Wednesday, February 21, 2007
7 News Features: Movie Magic
A child's drawings usually hang in the family art gallery -- better known as the refrigerator. But their imagination could come to life on the small screen.
WSVN -- From the mind of a child, a twister tears across the screen, a dancer flys with ease and pirates rule the sea.
These animated adventures come to life inside this Lincoln Road studio -- LittleDirector.com.
"For me, the kid is the boss, I don't care what the parents say."
This is the brain child of Royi Akavia.
He takes one drawing, one story ...
"He came to rescue the princess.
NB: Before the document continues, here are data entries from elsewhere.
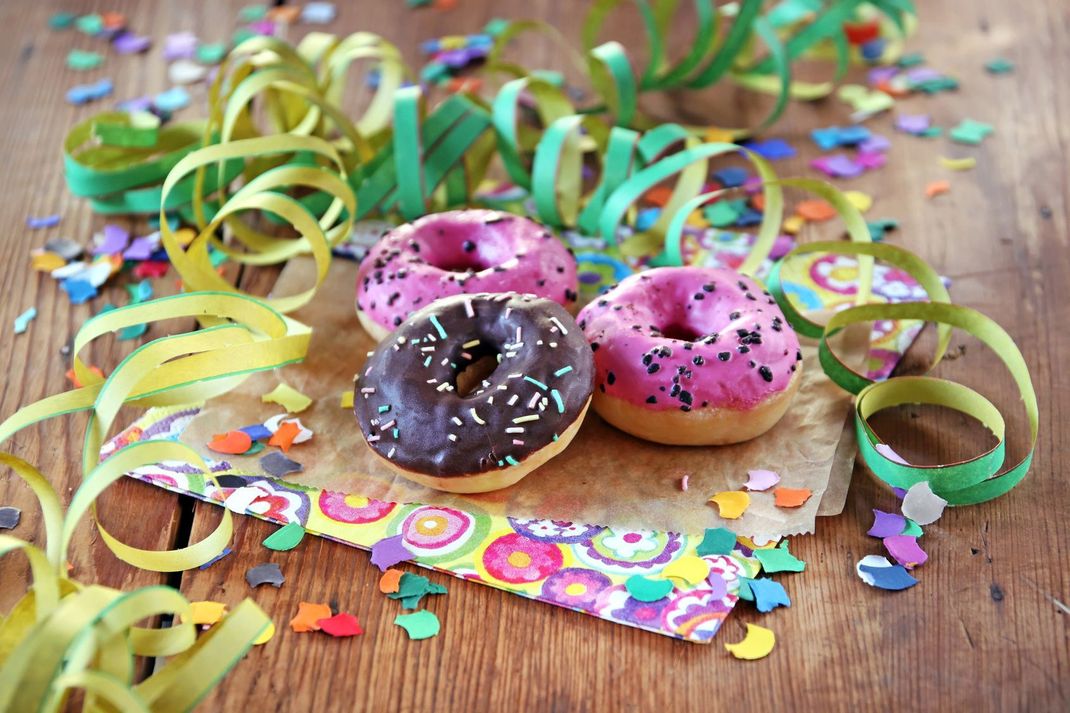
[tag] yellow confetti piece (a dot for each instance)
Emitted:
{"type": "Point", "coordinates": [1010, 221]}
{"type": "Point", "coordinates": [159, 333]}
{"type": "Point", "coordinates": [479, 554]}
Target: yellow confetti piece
{"type": "Point", "coordinates": [265, 636]}
{"type": "Point", "coordinates": [862, 201]}
{"type": "Point", "coordinates": [731, 503]}
{"type": "Point", "coordinates": [45, 261]}
{"type": "Point", "coordinates": [757, 645]}
{"type": "Point", "coordinates": [958, 164]}
{"type": "Point", "coordinates": [793, 225]}
{"type": "Point", "coordinates": [689, 569]}
{"type": "Point", "coordinates": [205, 613]}
{"type": "Point", "coordinates": [288, 397]}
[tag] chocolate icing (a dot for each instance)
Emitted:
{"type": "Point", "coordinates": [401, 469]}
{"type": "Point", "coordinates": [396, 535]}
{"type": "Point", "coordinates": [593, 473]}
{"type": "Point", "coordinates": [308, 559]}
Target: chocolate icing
{"type": "Point", "coordinates": [544, 355]}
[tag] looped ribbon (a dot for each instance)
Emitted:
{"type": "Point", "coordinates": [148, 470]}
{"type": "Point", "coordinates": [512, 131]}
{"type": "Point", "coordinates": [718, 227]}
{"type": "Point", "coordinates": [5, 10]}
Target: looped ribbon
{"type": "Point", "coordinates": [63, 636]}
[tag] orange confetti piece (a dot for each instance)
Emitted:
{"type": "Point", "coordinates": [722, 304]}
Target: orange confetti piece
{"type": "Point", "coordinates": [936, 188]}
{"type": "Point", "coordinates": [73, 378]}
{"type": "Point", "coordinates": [659, 195]}
{"type": "Point", "coordinates": [284, 437]}
{"type": "Point", "coordinates": [308, 616]}
{"type": "Point", "coordinates": [390, 581]}
{"type": "Point", "coordinates": [233, 442]}
{"type": "Point", "coordinates": [791, 497]}
{"type": "Point", "coordinates": [815, 210]}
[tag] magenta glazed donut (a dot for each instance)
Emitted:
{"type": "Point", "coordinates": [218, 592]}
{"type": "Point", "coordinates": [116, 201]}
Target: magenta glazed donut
{"type": "Point", "coordinates": [691, 357]}
{"type": "Point", "coordinates": [460, 253]}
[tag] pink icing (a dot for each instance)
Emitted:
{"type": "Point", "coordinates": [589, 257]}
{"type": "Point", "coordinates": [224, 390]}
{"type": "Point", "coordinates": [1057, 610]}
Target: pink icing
{"type": "Point", "coordinates": [690, 337]}
{"type": "Point", "coordinates": [461, 252]}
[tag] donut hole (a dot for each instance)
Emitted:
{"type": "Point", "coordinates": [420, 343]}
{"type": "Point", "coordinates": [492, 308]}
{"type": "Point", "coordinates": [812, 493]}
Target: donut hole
{"type": "Point", "coordinates": [470, 378]}
{"type": "Point", "coordinates": [682, 332]}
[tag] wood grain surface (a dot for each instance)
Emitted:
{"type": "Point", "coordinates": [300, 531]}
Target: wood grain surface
{"type": "Point", "coordinates": [987, 627]}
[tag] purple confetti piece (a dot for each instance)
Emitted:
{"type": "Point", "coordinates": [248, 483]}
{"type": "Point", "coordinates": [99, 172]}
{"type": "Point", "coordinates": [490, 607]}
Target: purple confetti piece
{"type": "Point", "coordinates": [913, 123]}
{"type": "Point", "coordinates": [116, 240]}
{"type": "Point", "coordinates": [131, 44]}
{"type": "Point", "coordinates": [718, 587]}
{"type": "Point", "coordinates": [874, 143]}
{"type": "Point", "coordinates": [905, 550]}
{"type": "Point", "coordinates": [44, 222]}
{"type": "Point", "coordinates": [886, 525]}
{"type": "Point", "coordinates": [388, 551]}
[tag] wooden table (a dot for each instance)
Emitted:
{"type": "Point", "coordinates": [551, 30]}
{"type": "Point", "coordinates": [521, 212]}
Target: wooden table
{"type": "Point", "coordinates": [986, 630]}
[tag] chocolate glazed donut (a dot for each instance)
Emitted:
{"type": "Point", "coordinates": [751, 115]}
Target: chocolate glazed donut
{"type": "Point", "coordinates": [418, 410]}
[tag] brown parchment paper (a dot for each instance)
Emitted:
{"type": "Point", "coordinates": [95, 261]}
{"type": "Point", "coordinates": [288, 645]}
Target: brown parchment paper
{"type": "Point", "coordinates": [605, 476]}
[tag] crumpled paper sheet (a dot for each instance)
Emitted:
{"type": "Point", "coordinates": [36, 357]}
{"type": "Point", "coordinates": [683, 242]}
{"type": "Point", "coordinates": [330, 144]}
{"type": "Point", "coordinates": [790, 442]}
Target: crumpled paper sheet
{"type": "Point", "coordinates": [605, 476]}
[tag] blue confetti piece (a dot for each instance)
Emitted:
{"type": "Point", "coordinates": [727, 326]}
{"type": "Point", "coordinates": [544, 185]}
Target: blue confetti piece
{"type": "Point", "coordinates": [79, 290]}
{"type": "Point", "coordinates": [172, 100]}
{"type": "Point", "coordinates": [893, 578]}
{"type": "Point", "coordinates": [768, 594]}
{"type": "Point", "coordinates": [24, 320]}
{"type": "Point", "coordinates": [772, 149]}
{"type": "Point", "coordinates": [44, 222]}
{"type": "Point", "coordinates": [731, 178]}
{"type": "Point", "coordinates": [86, 93]}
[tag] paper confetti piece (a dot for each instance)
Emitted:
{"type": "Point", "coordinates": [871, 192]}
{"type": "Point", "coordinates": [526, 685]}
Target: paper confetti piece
{"type": "Point", "coordinates": [936, 188]}
{"type": "Point", "coordinates": [689, 569]}
{"type": "Point", "coordinates": [757, 645]}
{"type": "Point", "coordinates": [390, 581]}
{"type": "Point", "coordinates": [233, 442]}
{"type": "Point", "coordinates": [791, 497]}
{"type": "Point", "coordinates": [277, 465]}
{"type": "Point", "coordinates": [10, 517]}
{"type": "Point", "coordinates": [340, 625]}
{"type": "Point", "coordinates": [643, 589]}
{"type": "Point", "coordinates": [815, 210]}
{"type": "Point", "coordinates": [768, 594]}
{"type": "Point", "coordinates": [921, 504]}
{"type": "Point", "coordinates": [413, 588]}
{"type": "Point", "coordinates": [347, 399]}
{"type": "Point", "coordinates": [269, 573]}
{"type": "Point", "coordinates": [388, 551]}
{"type": "Point", "coordinates": [886, 525]}
{"type": "Point", "coordinates": [418, 625]}
{"type": "Point", "coordinates": [761, 480]}
{"type": "Point", "coordinates": [23, 321]}
{"type": "Point", "coordinates": [44, 222]}
{"type": "Point", "coordinates": [998, 65]}
{"type": "Point", "coordinates": [82, 60]}
{"type": "Point", "coordinates": [286, 537]}
{"type": "Point", "coordinates": [731, 503]}
{"type": "Point", "coordinates": [288, 397]}
{"type": "Point", "coordinates": [905, 550]}
{"type": "Point", "coordinates": [285, 436]}
{"type": "Point", "coordinates": [204, 613]}
{"type": "Point", "coordinates": [265, 636]}
{"type": "Point", "coordinates": [890, 577]}
{"type": "Point", "coordinates": [716, 541]}
{"type": "Point", "coordinates": [958, 164]}
{"type": "Point", "coordinates": [779, 559]}
{"type": "Point", "coordinates": [308, 617]}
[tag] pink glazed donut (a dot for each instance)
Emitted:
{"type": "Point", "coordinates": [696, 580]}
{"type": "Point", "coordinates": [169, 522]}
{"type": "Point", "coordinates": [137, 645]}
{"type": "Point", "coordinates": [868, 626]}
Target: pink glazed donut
{"type": "Point", "coordinates": [459, 253]}
{"type": "Point", "coordinates": [691, 357]}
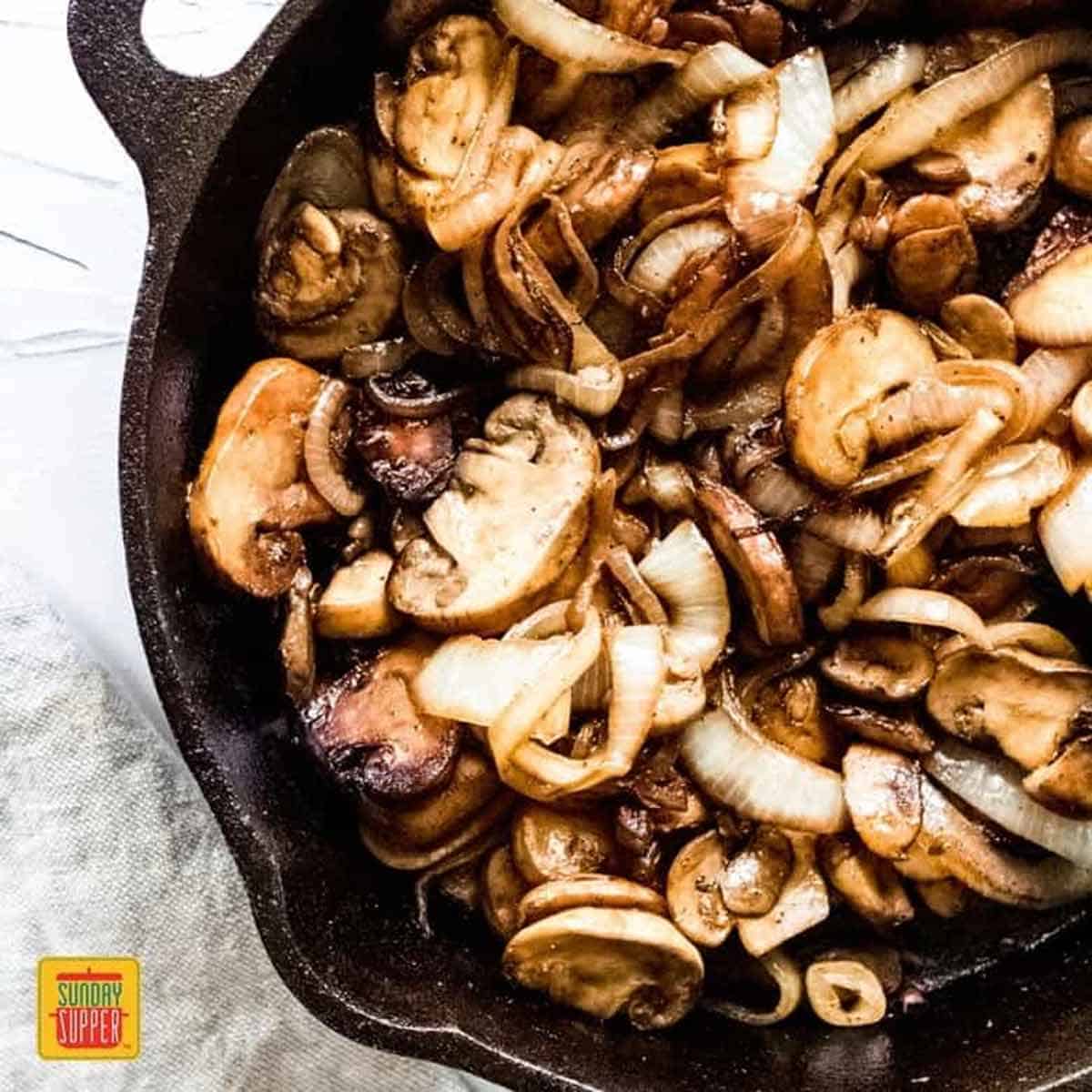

That's his horse and that's his castle."
... and makes a mini-movie.
Royi Akavia: "The children see their own drawing come to life, and the pleasure you see in their face."
Lynn Martinez: "Most parents proudly display their child's art here, but it can quickly get stained or torn. But, with just a little time and money, your child's imagination can go from here -- to here: a short film permanently preserved on DVD.
"Now I want each of you to write one drawing, characters, then a story about what it is about."
A pile of crayons and a sheet of paper, and these kids are off.
Parents can also mail or e-mail drawings with a narrative.
"You are the boss, I work for you, you are the director."
Once he has the little director's vision -- Royi scans it in to his computer and gets to work.
"She did tornado, maybe based on the hurricanes."
And about 30 minutes later -- "voila."
Susan Priscal: "Any type of art helps a kid. Just to bring out what they're thinking, what they want to do. Artwork does help them."
At this age, Royi believes art is the best way children have to express themselves.
Alec Priscal: "The penguins are going to play with the seal. I saw the movie Happy Feet."
And parents agree.
"He's gone to Disney, he loves the animation, and just doing this on his own, being his own director. He hasn't seen the pic yet, but I think he'll be thrilled."
"People need to understand the child becomes focused about himself, eager about himself and proud about himself."
"Hey, come look at this movie!" "Who did this movie?" "Me."
Movies start at about $30.
Extras cost more, including how many characters there are to animate and how many copies a parent wants.